= Paul Leonard Schäffer =

German composer, conductor and pianist

Paul Leonard Schäffer (born 16 March 1987) is a German composer, conductor and pianist.

== Life ==
Born in Hannover, Schäffer received his first piano lessons at the age of five and a short time later became a member of the Knabenchor Hannover. At the age of 16, he received his first organ lessons from Torsten Meyer. He studied music composition at the Hochschule für Musik und Darstellende Kunst Frankfurt am Main with Gerhard Müller-Hornbach, church music with Martin Lücker (organ) as well as conducting with Wojciech Rajski at the same university. Further studies with Beat Furrer, Mark Andre, as well as song accompaniment and accompaniment lessons with Eugen Wangler and Helmut Deutsch complemented his musical education.

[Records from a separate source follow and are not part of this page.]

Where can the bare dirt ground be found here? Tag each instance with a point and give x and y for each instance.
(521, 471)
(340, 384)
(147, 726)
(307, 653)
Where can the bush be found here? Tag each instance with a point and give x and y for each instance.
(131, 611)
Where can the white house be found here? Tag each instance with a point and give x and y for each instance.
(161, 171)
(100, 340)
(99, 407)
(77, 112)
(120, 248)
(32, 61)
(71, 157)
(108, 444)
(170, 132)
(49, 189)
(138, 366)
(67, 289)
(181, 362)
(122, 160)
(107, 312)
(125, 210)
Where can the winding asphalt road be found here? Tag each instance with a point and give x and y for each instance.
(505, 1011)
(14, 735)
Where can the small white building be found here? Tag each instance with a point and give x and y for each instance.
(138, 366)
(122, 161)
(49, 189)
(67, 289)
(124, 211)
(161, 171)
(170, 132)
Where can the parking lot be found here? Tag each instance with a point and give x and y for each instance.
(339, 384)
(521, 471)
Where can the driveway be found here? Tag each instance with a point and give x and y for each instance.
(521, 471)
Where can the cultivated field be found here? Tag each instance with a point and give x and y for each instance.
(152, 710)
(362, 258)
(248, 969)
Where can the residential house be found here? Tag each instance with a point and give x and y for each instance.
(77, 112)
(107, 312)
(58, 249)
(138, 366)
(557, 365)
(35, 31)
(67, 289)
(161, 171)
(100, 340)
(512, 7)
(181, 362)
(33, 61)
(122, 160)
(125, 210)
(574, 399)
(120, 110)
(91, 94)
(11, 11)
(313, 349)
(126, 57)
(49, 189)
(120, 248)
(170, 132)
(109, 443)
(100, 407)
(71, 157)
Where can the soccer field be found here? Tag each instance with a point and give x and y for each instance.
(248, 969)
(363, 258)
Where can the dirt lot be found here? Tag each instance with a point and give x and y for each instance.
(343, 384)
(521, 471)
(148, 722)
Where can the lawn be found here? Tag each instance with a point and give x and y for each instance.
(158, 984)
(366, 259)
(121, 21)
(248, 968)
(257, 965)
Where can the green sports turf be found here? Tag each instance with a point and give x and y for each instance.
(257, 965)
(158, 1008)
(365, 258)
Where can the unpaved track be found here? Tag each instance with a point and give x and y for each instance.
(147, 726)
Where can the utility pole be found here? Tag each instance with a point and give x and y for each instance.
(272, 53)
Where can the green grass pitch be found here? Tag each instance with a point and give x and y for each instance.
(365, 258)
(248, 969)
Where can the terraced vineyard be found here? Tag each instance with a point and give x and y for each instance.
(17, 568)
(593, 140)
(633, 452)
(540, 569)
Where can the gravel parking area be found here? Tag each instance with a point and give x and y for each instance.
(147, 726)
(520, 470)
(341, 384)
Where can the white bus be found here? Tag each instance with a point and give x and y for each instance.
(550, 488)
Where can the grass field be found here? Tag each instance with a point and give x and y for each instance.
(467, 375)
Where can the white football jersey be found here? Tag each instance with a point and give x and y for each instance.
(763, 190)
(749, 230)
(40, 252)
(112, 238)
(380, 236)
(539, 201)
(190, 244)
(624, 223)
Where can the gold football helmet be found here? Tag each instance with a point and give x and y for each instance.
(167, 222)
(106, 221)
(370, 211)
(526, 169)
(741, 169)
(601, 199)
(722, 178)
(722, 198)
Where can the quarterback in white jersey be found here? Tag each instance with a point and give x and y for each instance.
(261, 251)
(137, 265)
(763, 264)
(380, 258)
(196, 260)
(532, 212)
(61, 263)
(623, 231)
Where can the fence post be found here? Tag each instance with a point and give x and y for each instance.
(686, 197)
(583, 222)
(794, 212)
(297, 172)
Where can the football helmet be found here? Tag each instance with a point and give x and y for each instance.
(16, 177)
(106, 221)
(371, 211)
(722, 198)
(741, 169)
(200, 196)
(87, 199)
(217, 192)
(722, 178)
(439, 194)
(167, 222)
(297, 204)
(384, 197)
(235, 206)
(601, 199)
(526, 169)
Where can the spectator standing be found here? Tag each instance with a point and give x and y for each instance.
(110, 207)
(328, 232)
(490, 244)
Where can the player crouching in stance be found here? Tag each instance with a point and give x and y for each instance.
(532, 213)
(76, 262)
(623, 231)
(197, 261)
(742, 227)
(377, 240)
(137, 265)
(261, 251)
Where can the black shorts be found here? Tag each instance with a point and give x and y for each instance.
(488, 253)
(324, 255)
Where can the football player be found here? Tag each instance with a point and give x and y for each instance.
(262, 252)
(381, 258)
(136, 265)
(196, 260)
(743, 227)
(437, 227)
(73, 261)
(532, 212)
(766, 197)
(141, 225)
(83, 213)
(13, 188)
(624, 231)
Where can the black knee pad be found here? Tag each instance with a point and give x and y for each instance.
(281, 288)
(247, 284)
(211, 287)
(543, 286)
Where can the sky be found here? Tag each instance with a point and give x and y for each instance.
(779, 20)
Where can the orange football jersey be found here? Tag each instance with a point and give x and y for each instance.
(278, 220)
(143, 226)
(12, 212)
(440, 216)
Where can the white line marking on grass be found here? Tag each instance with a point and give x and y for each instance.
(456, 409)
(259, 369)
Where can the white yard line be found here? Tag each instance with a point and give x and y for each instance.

He is a scholarship holder of the Aribert-Reimann-Stiftung, the "Paul-Hindemith und Heinrich-Mann-Stipendiums" of the Landesmusikrat Hessen and since 2010 he has been supported and sponsored by Yehudi Menuhin Live Music Now Frankfurt am Main.
In the year 2014 he was finalist of the orchestra composition competition of the Weimarer Frühjahrstage für zeitgenössische Musik.

His works have been performed by the Internationale Ensemble Modern Akademie, of the Jenaer Philharmonie, as well as by the ensemble "l'Autre mOnde". Performances took place at the Staatstheater Wiesbaden, the Alte Oper Frankfurt and in the context of the Rheingau Musik Festival, of the Festival junger Künstler Bayreuth, der Kasseler Musiktage und der Handel-Festspiele Karlsruhe statt.

In February 2012 he made his debut as musical director of The Threepenny Opera with the Staatsphilharmonie Rheinland-Pfalz at Theater im Pfalzbau Ludwigshafen. The production was awarded with the golden bird at the 3rd Papageno-Award. In January 2016. he took over the musical direction of the Figuralchor Frankfurt.

== Awards and scholarships ==
- since 2010: Funding by the Yehudi Menuhin Live Music Now Frankfurt am Main e.V.
- 2011/2012: Scholarship of the Aribert-Reimann-Stiftung.
- 2013: Scholarship holder of the "Paul-Hindemith und Heinrich-Mann-Stipendium" of the Landesmusikrat Hessen, Paul-Hindemith and Heinrich-Mann-Stipendium.
- 2014: Finalist at the orchestra composition competition of the Weimarer Frühjahrstage für zeitgenössische Musik.

== Work ==

=== Lied ===
- "Six Songs" after poems by Georg Trakl (2011), for baritone and piano; premiere: 25 January 2011, UdK Berlin.
- "Five Landscapes" based on poems by Georg Heym (2013), for bass and piano; premiere: 1 December 2014, Deutsche Oper Berlin, commissioned by the Bundeswettbewerb Gesang Berlin.

=== Chamber music ===
- Die Mahnworte des Ipuwer after an ancient Egyptian poem (2009), for two sopranos and percussion; premiere: 31 October 2009, alte Brüderkirche Kassel, commissioned by the Kasseler Musiktage 2009.
- Drei Intermezzi for ensemble on historical instruments (2013); 17 August 2013, Kloster Eberbach in the context of the Rheingau Musik Festival 2013.

=== Musical theatre ===
- Büchners Frauen, music theatre based on texts by Georg Büchner (2011–2013); UA: 24 May 2013, Staatstheater Wiesbaden.
- Eine Kapitulation, a comedy in antique style based on a libretto by Richard Wagner (2010); UA: 24 August 2010, Das Zentrum Bayreuth, commissioned work of the Festival junger Künstler Bayreuth.

=== Orchestral works ===
- et par la porte ouverte la perspective du hasard for orchestra (2013); UA: 27 April 2013, E-Werk Weimar.